Not all men in my life have been like this. But the closest ones, my father and an ex have. My father was absent in the moments I needed protection. Worse, he was the one I needed protection from. Physical harm, emotional neglect, a silence so loud it shaped how I saw myself as a girl in the world. And then came the ex. Infidelity. Emotional immaturity. A strange dependency masked as love. The kind that chips away at you until you’re left wondering how you ever tolerated that version of “care.”

Looking back, I realise I was often forced into my masculine energy, always in survival mode. I forgot what it meant to feel soft. To feel held. To simply be a woman. My divine feminine self felt like a distant memory, something I only caught glimpses of in solitude.

Last night, I woke up with a storm in my chest. Anger. Pure, raw, old anger. And for the first time, I let it be. I didn’t rationalize it, or quiet it, or sugarcoat the story. I named it for what it was: injustice. I saw clearly the ways I had been harmed. Not just physically, but in spirit. And how for so long, I was the one making excuses on behalf of those who had no business being excused. No more.

This post isn’t a travel story. But in some ways, it is. Because travel has always been my escape route. I was either running from a version of masculinity that hurt me or toward one I thought would save me, only to find more hurt. My fight-or-flight response? It was literally booking flights.

But that energy, that fire in me, I’m finally learning to channel it into something different. Something sacred. I’m building a life that honours the feminine within me. The part that feels deeply, loves fully, and doesn’t apologise for softness, stillness, or depth. It’s not about rejecting the masculine, but letting it rise only when needed. Not to dominate, but to protect and support. The feminine in me is no longer something I mute to survive. It’s something I now choose to live by. Because that energy, gentle, intuitive, nurturing is powerful too. And it deserves to take up space.

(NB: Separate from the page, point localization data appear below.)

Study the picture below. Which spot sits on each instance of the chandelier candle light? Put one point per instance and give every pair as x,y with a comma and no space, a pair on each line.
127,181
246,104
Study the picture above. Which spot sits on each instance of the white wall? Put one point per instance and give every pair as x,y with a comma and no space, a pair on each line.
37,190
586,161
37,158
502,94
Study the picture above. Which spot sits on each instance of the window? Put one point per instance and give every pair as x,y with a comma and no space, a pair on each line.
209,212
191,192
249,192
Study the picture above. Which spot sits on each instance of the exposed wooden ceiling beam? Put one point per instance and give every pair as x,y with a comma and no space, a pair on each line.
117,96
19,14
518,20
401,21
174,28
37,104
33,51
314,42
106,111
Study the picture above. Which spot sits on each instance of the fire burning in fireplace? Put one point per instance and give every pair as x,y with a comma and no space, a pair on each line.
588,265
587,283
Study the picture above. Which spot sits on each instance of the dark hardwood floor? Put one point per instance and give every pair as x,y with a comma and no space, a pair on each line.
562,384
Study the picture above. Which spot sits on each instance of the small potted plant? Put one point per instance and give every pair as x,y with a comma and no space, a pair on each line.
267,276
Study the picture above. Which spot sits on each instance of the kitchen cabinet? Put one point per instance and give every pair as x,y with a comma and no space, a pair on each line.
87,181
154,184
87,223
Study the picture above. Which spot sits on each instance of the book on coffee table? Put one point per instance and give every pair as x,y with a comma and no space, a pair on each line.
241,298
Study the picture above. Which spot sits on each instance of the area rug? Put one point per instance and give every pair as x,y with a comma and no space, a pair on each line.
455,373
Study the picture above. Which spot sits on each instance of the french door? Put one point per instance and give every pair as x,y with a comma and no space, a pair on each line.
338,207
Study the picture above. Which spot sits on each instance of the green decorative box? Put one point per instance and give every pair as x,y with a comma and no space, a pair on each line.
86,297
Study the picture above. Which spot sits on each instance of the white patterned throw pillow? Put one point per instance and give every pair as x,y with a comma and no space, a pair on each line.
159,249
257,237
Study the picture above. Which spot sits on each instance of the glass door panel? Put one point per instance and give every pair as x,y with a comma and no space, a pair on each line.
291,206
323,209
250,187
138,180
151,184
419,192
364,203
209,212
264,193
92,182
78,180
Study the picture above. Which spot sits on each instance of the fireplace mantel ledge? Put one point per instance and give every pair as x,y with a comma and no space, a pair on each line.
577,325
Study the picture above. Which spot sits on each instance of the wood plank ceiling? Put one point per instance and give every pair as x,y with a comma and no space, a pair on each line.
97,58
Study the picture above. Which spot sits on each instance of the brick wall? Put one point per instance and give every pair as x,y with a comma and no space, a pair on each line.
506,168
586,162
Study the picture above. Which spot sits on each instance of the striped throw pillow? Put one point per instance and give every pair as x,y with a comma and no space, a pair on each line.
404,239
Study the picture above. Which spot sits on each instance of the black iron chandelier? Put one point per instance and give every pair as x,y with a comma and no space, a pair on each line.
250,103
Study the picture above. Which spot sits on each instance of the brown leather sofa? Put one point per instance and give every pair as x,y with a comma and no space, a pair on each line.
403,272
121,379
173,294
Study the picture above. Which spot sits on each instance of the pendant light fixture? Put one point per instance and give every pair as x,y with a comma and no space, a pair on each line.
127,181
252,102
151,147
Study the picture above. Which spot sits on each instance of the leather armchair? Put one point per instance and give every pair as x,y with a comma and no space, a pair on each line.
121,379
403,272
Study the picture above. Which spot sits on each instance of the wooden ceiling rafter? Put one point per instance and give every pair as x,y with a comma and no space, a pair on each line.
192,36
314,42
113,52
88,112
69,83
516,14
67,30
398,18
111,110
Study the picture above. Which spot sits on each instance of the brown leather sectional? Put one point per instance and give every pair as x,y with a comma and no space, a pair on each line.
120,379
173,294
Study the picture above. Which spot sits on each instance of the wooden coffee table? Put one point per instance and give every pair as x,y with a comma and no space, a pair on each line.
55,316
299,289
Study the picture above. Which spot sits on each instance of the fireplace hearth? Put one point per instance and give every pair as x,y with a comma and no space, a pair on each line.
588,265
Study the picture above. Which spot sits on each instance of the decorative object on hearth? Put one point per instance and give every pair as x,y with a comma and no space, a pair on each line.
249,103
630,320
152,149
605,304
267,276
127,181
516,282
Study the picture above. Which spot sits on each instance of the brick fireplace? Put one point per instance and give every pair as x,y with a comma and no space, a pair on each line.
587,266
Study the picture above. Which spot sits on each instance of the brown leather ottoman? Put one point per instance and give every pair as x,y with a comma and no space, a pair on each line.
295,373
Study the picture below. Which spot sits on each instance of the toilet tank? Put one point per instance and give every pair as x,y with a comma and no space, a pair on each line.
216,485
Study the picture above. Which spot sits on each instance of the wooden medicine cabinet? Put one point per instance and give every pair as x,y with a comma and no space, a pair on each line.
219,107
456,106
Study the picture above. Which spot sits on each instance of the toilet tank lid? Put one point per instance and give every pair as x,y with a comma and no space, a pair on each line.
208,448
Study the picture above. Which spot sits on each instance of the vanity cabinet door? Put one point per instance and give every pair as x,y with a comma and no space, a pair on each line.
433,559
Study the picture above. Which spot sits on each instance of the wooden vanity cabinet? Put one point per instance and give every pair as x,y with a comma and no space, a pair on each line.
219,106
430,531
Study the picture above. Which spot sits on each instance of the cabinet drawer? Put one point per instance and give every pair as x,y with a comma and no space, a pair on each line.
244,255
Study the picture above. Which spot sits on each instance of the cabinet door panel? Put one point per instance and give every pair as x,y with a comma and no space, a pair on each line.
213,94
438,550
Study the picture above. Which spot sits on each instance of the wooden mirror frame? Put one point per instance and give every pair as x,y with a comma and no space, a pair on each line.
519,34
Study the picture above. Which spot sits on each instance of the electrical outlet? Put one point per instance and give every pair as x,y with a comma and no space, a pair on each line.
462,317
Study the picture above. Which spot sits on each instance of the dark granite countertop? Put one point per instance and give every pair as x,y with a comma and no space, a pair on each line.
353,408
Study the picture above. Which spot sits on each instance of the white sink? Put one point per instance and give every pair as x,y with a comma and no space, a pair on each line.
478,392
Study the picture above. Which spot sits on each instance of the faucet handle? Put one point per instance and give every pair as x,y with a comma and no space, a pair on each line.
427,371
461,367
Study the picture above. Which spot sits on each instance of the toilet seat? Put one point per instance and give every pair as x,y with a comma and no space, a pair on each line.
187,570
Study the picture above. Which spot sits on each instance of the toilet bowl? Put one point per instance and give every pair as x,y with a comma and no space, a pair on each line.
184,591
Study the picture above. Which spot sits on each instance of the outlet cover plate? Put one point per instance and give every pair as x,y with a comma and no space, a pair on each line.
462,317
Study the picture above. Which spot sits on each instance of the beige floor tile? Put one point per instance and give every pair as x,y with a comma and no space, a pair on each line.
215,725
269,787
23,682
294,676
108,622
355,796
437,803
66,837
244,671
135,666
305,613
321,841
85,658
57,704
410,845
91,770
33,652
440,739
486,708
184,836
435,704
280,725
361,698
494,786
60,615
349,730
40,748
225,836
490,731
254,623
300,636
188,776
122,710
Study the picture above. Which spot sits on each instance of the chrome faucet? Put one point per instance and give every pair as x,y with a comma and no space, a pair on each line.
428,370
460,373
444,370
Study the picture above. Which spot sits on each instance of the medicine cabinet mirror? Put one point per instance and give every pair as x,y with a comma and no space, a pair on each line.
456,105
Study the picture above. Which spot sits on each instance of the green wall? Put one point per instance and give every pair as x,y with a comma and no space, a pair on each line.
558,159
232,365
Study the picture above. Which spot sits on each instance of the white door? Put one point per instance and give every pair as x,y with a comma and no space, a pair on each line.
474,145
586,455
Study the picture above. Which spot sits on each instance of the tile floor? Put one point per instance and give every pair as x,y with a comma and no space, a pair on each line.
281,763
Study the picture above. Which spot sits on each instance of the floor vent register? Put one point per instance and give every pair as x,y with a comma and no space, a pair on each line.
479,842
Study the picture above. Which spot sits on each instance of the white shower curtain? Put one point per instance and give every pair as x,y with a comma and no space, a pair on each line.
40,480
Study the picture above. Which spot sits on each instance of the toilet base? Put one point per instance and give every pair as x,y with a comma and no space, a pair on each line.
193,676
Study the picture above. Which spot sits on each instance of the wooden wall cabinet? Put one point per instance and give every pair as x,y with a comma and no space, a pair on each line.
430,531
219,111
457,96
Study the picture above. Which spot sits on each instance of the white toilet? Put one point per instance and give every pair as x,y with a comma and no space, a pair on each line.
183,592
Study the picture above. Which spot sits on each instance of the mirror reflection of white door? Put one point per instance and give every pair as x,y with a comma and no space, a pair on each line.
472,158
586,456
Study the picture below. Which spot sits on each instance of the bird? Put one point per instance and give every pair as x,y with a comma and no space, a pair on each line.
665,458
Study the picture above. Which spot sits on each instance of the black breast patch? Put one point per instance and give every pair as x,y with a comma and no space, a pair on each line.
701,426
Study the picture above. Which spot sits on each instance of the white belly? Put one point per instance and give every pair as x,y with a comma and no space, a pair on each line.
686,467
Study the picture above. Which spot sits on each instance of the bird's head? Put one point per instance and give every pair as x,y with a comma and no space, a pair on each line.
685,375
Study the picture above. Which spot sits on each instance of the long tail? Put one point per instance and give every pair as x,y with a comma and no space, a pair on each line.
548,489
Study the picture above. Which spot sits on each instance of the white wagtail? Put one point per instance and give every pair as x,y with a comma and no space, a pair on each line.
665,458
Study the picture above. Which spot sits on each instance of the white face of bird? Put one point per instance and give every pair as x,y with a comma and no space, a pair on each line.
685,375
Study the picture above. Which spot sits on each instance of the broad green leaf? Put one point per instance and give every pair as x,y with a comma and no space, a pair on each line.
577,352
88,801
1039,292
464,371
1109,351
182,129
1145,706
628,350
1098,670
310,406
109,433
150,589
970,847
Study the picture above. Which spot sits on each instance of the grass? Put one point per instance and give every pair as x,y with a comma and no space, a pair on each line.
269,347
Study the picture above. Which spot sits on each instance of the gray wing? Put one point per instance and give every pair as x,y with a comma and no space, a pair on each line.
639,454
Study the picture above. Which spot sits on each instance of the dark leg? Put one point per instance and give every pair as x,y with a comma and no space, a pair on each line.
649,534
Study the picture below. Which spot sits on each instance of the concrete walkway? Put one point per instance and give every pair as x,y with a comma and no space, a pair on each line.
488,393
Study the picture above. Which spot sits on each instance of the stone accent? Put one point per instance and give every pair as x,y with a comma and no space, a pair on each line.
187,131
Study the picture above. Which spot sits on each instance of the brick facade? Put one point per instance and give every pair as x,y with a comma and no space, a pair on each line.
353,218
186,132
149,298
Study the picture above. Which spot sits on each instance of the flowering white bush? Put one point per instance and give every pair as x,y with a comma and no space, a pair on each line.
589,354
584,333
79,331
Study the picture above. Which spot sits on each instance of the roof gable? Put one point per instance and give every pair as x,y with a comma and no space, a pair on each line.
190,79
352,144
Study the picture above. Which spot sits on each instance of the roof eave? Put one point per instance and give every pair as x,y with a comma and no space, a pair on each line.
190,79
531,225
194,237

There’s power in this balance. I used to think vulnerability made me weak. That grief, fear, or sadness were emotions to hide. But recently, in conversation, someone reframed it for me. “It’s not weakness. It’s vulnerability.” And vulnerability, I’ve come to see, is courage in its truest form. To feel everything and still choose to stay. To keep loving. To keep healing.

If you’ve ever been in that space—navigating the abyss—I see you. I honour your strength.

And as for me? I know I’m not done yet. There’s more shadow to meet. More stories to unearth. But now, I don’t fear it. This isn’t a war between the broken and the healed versions of me. This is a reunion. An invitation to bring love to the parts of myself that never received it.

Because that’s what true healing is: not fixing, but integrating. Not hardening, but softening. And remembering that every version of me—past, present, becoming—is worthy of love.